Your business is your baby. You’ve sacrificed for years, nurtured, endured sleepless nights and now it’s time to sell your business. This means income…and income means…well, taxes.
The tax side of selling a business has many moving parts, and if you get nothing from this article…remember this! ALWAYS consult a tax or financial advisor.
Here are four tax-related issues to keep in mind…
- Are sales proceeds taxes as ordinary income or capital gains?
- Is the sale assets or stock?
- All cash deal or payment installments?
- Can sale be treated as tax-free merger?
Remember these issues are relevant for federal income taxes…different states have different rules and may collect more or less taxes than the IRS on the same deal.
How Are Business Sales Taxed?
The IRS, with few exceptions, treat the business as individual assets, not one big sale.
Those assets will be put into two buckets
- Long-term capital gains (real or depreciable property)
- Short-term capital gains at ordinary income rates (A/R and inventory)

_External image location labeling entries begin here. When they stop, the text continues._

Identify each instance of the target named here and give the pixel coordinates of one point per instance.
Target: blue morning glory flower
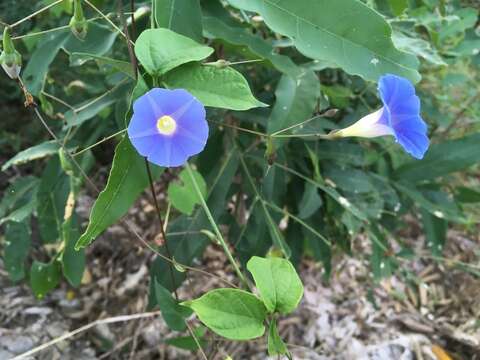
(399, 116)
(168, 126)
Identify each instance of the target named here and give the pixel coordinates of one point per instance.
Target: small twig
(219, 235)
(35, 13)
(258, 133)
(99, 142)
(65, 336)
(459, 113)
(159, 216)
(192, 333)
(107, 19)
(131, 52)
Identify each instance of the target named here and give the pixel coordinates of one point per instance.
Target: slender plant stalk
(219, 235)
(162, 231)
(68, 335)
(35, 13)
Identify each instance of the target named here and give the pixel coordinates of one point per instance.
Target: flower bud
(78, 24)
(10, 59)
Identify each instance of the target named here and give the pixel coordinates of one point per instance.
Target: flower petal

Pro Tip #1: Plan +2 years ahead of selling your business to reduce ordinary income tax
If you sell an asset that you’ve held for more than 12 months, the proceeds will be treated as long-term capital gains. The maximum tax rate for most taxpayers is 15%, with the maximum rate at 20%. Proceeds treated as ordinary income are taxed at the taxpayer’s individual rate. Currently the top individual federal income tax rate is 37% more than twice as high as the long-term capital gains tax rate.
Obviously, sellers will want most of their assets treated as long term capital gains. However, most times, during negotiations, the buyer may want a different allocation, that in turn, can reduce the new owner’s tax bill.
Pro Tip #2: Negotiate on sales price, to receive a more favorable asset allocation
It’s a potential conflict, as the buyer often wants as much of the price as possible allocated to costs that can be deducted or assets that depreciate.
For instance, the IRS says that selling inventory produces ordinary income. But selling capital assets held for more than a year creates a long-term capital gain.
In addition to asset allocation, the deal’s structure can affect the tax bill. If the seller agrees to take the price in installments, for instance, they can defer paying taxes until the payments are received.
Pro Tip #3: Buyer competent? Doing your due diligence can spread out your tax bill
Buyers may end up paying more when they don’t have to pay everything upfront. And the seller may also be able to charge interest, in addition to saving on taxes. Installment sales do add more risk, though, because the new owner must run the business well enough to produce profits to make payments.
Corporate Stock Sales
Sales of sole proprietorships, partnerships, and LLC’s are commonly treated as sales of separate assets. However, when a corporation is sold the deal can be presented as a stock sale rather than a sale of assets. This is important because if the corporation sells its assets, sale proceeds will be taxed twice.
- When the corporation pays taxes and…
- Again, when its shareholders file individual returns
In contrast, a stock sale gets taxed once, saving on taxes for the seller.
Tax-Free Corporate Mergers
If one corporation is buying another corporation, the deal can be done by exchanging strictly stock. Under the right circumstances, this can mean no taxes at all, as long as no cash is involved.
The Bottom Line
No matter the size of your business, consult a financial and tax advisor as taxes can eat into the cash you were hoping to get out of your business. All this is governed by a complex set of IRS rules, which may not always be straight-forward.